Should I worry if my RDW is high but my hemoglobin is normal?

This pattern often means an early-stage deficiency, recent recovery from blood loss, or low-grade chronic inflammation. It is not an emergency, but it is also not nothing. Our medical reviewers recommend ferritin, B12, folate testing, and a CBC recheck in 4 to 8 weeks to identify the cause early.

Can high RDW indicate cancer?

Persistently elevated RDW has been studied as a prognostic marker in cancers like colorectal, lung, and pancreatic, but a high RDW alone does not diagnose cancer. It is a non-specific marker of physiologic stress. Cancer work-up is only triggered when other findings (weight loss, GI bleeding, abnormal imaging, family history) raise suspicion.

Does pregnancy raise RDW levels?

Yes, mildly. Iron demand spikes in the second and third trimesters, and many pregnant Americans develop iron-deficient erythropoiesis even without overt anemia. ACOG recommends screening hemoglobin and ferritin during pregnancy. A slightly elevated RDW combined with low ferritin usually responds well to oral iron supplementation.

Can stress or lack of sleep affect RDW?

Acute psychological stress and short-term sleep loss generally do not change RDW directly. Chronic stress that leads to chronic inflammation, poor diet, or worsening underlying disease can indirectly raise RDW over time.

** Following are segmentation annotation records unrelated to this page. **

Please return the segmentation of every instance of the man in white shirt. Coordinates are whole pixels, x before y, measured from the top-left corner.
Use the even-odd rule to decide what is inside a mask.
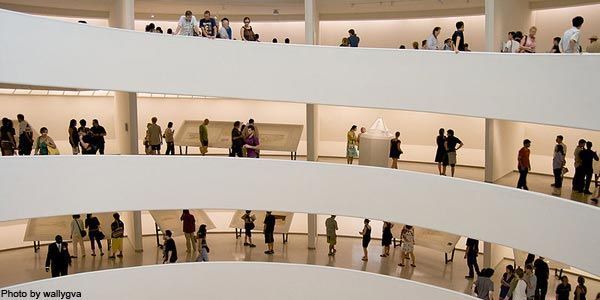
[[[563,34],[560,41],[560,51],[562,53],[580,53],[579,38],[581,36],[581,26],[583,25],[583,17],[577,16],[573,18],[573,27]]]
[[[187,35],[193,36],[194,32],[197,35],[200,35],[200,28],[198,27],[198,20],[192,14],[191,11],[186,11],[185,16],[181,16],[179,18],[179,22],[177,23],[177,29],[175,29],[174,35]]]
[[[427,50],[439,50],[437,37],[442,32],[442,28],[435,27],[431,32],[431,35],[427,38],[427,43],[425,44],[425,49]]]

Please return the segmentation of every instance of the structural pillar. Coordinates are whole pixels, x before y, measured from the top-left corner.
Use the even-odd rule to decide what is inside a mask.
[[[109,13],[110,27],[135,29],[134,0],[114,0]],[[139,154],[138,150],[138,118],[137,94],[115,91],[115,134],[120,154]],[[125,212],[123,220],[128,223],[127,238],[136,252],[142,247],[142,212]]]
[[[319,44],[317,0],[304,0],[304,32],[306,44]],[[306,160],[319,160],[319,106],[306,104]],[[317,215],[308,214],[308,249],[317,248]]]
[[[509,31],[527,34],[533,25],[533,13],[528,1],[485,0],[486,51],[499,52]],[[515,122],[485,119],[485,182],[494,183],[512,172],[519,151],[523,126]],[[484,242],[483,265],[494,268],[502,261],[505,248]]]

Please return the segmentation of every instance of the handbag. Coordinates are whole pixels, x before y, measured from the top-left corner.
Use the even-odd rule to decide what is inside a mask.
[[[87,232],[85,230],[81,230],[81,227],[79,226],[79,221],[75,220],[75,224],[77,224],[77,228],[79,228],[79,234],[82,238],[84,238],[87,235]]]

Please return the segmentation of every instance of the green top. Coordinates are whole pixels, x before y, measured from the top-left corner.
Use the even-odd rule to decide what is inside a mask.
[[[200,125],[200,141],[201,142],[208,142],[208,128],[206,128],[206,125],[202,124]]]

The fix is addressing the upstream driver, not chasing RDW with lifestyle tweaks alone.

What doctor should I see for a high RDW result?

Start with your primary care physician or internist. They handle the majority of high RDW work-ups in the United States. Referral to hematology is typical only when RDW is persistently above 18%, multiple CBC values are abnormal, or initial labs do not identify a cause. OB-GYN handles pregnancy-related cases.

Can children have a high RDW?

Yes. Mild RDW elevation in toddlers is common during rapid growth phases and is most often nutritional. Pediatricians evaluate using age-specific reference ranges. Severe or persistent elevation in a child warrants pediatric hematology evaluation, especially if hemoglobin is also low or growth is affected.

Medical Disclaimer: This article is for educational purposes only and is not a substitute for professional medical advice, diagnosis, or treatment. The content reflects general guidance reviewed by the HealthCareOnTime medical content team and current US clinical references as of publication. Always speak with your physician about your specific lab results, symptoms, and treatment options. Never start, stop, or change supplements or medications without medical guidance.